FDA safety officer warns of five dangerous drugs

WASHINGTON – A veteran Food and Drug Administration safety officer Thursday told a Senate hearing inquiring into the abrupt recall of the arthritis drug Vioxx that five other widely used drugs should be either withdrawn or sharply restricted because they have dangerous side effects.

Describing the agency that he works for as incapable of stopping dangerous drugs from coming to and staying on the market, David Graham, associate director of the Office of Drug Safety, told the senators that the FDA’s role in reviewing and approving new drugs sometimes conflicts with its duty to address safety issues.

Asked by Sen. Jeff Bingaman, D-N.M., to identify the five drugs, Graham hesitated and then listed them to the startled hearing room: the popular cholesterol-lowering drug Crestor, the weight-loss drug Meridia, the painkiller Bextra, the acne medication Accutane and the asthma medication Serevent.

Each poses different issues, Graham said in answer to questions from senators, but all require more aggressive action by the FDA.

AstraZeneca’s Crestor, he said, poses risks of kidney failure and a rare muscle disease; Abbott Laboratories Inc.’s Meridia is of little use and has cardiovascular side effects; Roche’s Accutane can cause birth defects if used by pregnant women; Pfizer’s Bextra carries cardiovascular risks similar to those linked to Vioxx; and GlaxoSmithKline’s Serevent increases the risk of dying of asthma. The makers of all five drugs later defended their products vigorously.

A 20-year veteran of the FDA, Graham has played a significant role in the withdrawal of nine drugs over the past decade, and his highly unusual attack on his own agency astonished many in the room.

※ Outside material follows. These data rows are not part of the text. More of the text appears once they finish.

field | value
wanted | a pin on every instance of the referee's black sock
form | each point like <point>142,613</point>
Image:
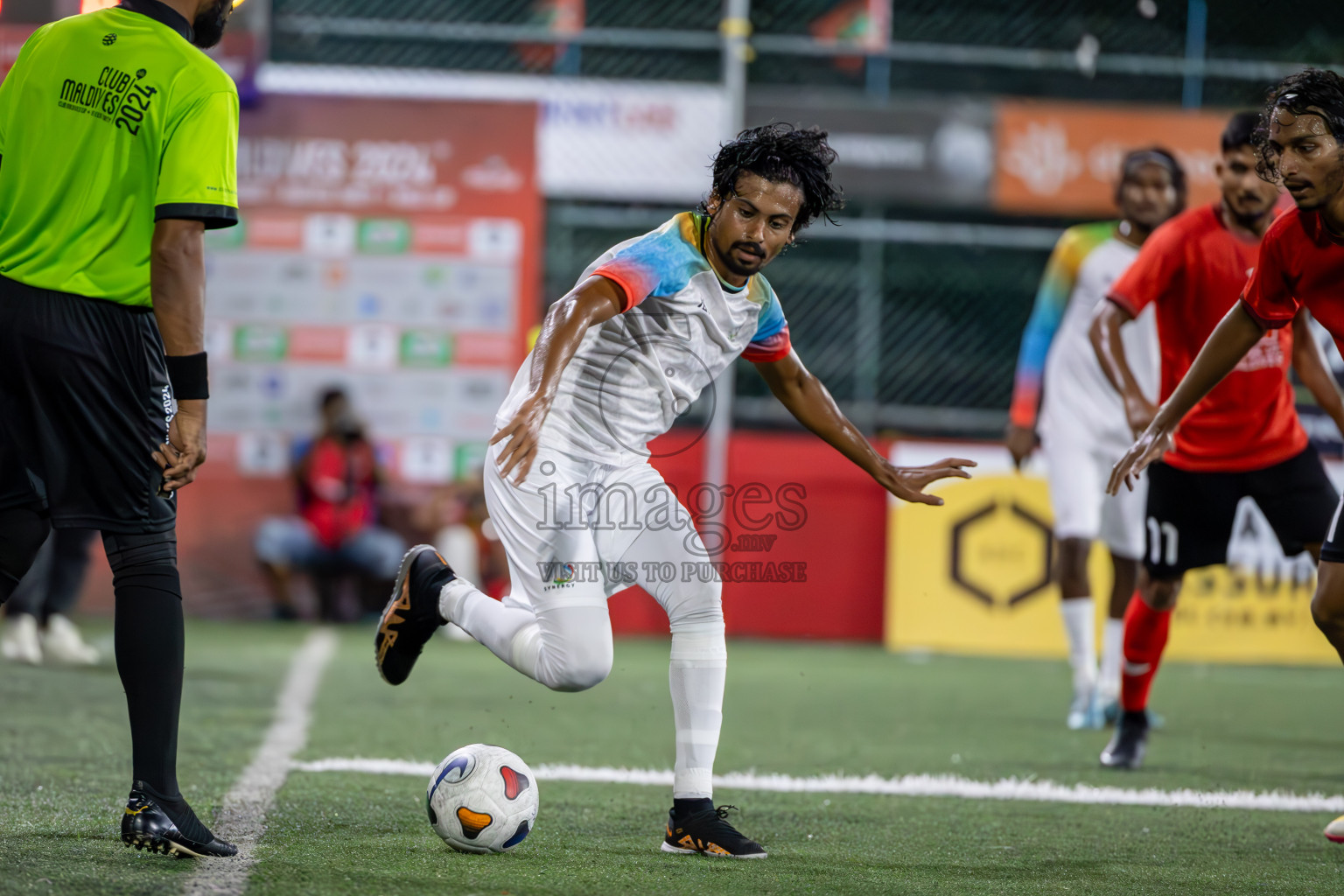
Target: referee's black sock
<point>150,662</point>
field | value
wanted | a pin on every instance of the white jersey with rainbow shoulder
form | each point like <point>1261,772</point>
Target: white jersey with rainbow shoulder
<point>682,326</point>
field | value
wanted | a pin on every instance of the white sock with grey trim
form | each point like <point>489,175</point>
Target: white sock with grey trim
<point>696,675</point>
<point>1080,621</point>
<point>1112,657</point>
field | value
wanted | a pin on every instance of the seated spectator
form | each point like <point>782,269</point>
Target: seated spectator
<point>336,531</point>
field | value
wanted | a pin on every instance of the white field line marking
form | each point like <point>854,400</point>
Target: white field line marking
<point>902,786</point>
<point>243,815</point>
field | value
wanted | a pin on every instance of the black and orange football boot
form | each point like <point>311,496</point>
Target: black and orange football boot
<point>145,825</point>
<point>709,833</point>
<point>411,614</point>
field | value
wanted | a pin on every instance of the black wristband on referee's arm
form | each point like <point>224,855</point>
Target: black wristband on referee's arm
<point>187,375</point>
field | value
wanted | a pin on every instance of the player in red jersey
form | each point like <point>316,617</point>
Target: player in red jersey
<point>1301,263</point>
<point>1242,439</point>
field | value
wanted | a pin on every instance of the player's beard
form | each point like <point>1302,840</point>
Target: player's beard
<point>737,268</point>
<point>208,27</point>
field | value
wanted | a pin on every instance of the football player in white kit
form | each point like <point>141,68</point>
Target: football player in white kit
<point>1083,421</point>
<point>570,491</point>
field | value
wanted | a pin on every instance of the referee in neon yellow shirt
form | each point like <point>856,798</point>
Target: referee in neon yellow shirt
<point>117,150</point>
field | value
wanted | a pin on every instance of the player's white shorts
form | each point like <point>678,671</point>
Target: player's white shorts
<point>1078,469</point>
<point>578,531</point>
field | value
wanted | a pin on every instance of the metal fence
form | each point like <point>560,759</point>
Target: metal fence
<point>913,324</point>
<point>1068,49</point>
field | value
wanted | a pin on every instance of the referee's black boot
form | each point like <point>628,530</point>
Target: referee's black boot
<point>411,614</point>
<point>1128,746</point>
<point>145,825</point>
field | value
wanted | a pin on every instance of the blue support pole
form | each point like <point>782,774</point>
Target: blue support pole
<point>1196,38</point>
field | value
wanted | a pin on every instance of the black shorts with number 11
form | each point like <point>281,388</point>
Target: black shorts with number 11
<point>1191,514</point>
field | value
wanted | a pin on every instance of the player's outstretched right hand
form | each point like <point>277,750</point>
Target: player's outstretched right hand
<point>523,433</point>
<point>909,482</point>
<point>1151,446</point>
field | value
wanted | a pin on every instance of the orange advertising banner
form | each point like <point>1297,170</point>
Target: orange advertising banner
<point>1063,158</point>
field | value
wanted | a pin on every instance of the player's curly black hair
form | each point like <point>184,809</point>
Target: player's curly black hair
<point>781,153</point>
<point>1312,92</point>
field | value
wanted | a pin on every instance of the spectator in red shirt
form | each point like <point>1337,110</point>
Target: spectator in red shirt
<point>336,528</point>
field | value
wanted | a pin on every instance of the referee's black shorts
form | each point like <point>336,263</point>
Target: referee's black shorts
<point>84,403</point>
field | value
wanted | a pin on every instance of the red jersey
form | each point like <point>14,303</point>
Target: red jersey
<point>1300,263</point>
<point>336,494</point>
<point>1195,269</point>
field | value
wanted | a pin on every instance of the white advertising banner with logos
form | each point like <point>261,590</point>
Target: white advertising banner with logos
<point>620,140</point>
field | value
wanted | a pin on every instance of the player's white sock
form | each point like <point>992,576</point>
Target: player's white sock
<point>1082,645</point>
<point>509,633</point>
<point>1112,659</point>
<point>564,648</point>
<point>696,675</point>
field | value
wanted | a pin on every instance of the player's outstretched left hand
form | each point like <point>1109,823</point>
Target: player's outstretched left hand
<point>1151,446</point>
<point>909,482</point>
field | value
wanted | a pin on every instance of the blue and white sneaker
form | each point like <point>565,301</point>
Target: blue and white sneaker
<point>1086,713</point>
<point>1112,712</point>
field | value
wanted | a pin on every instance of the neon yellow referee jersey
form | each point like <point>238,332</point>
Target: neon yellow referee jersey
<point>110,121</point>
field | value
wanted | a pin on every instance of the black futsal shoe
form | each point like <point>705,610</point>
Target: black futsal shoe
<point>709,833</point>
<point>145,825</point>
<point>411,614</point>
<point>1128,746</point>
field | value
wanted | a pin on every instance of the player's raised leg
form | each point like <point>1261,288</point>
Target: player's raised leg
<point>697,667</point>
<point>554,627</point>
<point>1146,626</point>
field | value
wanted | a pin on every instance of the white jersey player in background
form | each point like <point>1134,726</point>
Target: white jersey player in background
<point>1083,424</point>
<point>570,491</point>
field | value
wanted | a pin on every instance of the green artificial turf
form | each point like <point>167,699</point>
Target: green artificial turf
<point>65,757</point>
<point>800,710</point>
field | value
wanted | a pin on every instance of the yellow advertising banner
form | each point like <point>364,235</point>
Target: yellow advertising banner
<point>975,577</point>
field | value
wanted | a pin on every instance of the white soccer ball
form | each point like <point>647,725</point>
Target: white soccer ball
<point>481,800</point>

He called the FDA’s handling of Merck &Co’s Vioxx – which he said should have been pulled from the market years ago – the most distressing episode of all and a “profound regulatory failure.”

“I would argue that the FDA as currently configured is incapable of protecting America against another Vioxx,” Graham said in his scathing assessment. “The scientific standards (the FDA) applies to drug safety guarantee that unsafe and deadly drugs will remain on the US market.”

Citing estimates he said were based on the results of Merck’s own clinical trials, Graham said between 88,000 and 139,000 Americans have likely had heart attacks or strokes as a result of taking Vioxx, and that 30 percent to 40 percent probably died.

Graham’s sentiments were endorsed at the hearing by two other drug safety experts, but they were disputed by a ranking FDA official as “not the FDA that I know.”

Sandra Kweder, deputy director of the Office of New Drugs, said the agency is dedicated to protecting consumers and drug safety is at the heart of its activities. She acknowledged, however, that “clearly, there’s concern by the public and this committee that the system isn’t working as well as it should, and we need to address that.”

Asked about the five drugs that Graham identified as needing immediate action, Kweder said, “I don’t have reason to believe that set of five drugs gives more reason for concern than any other set.”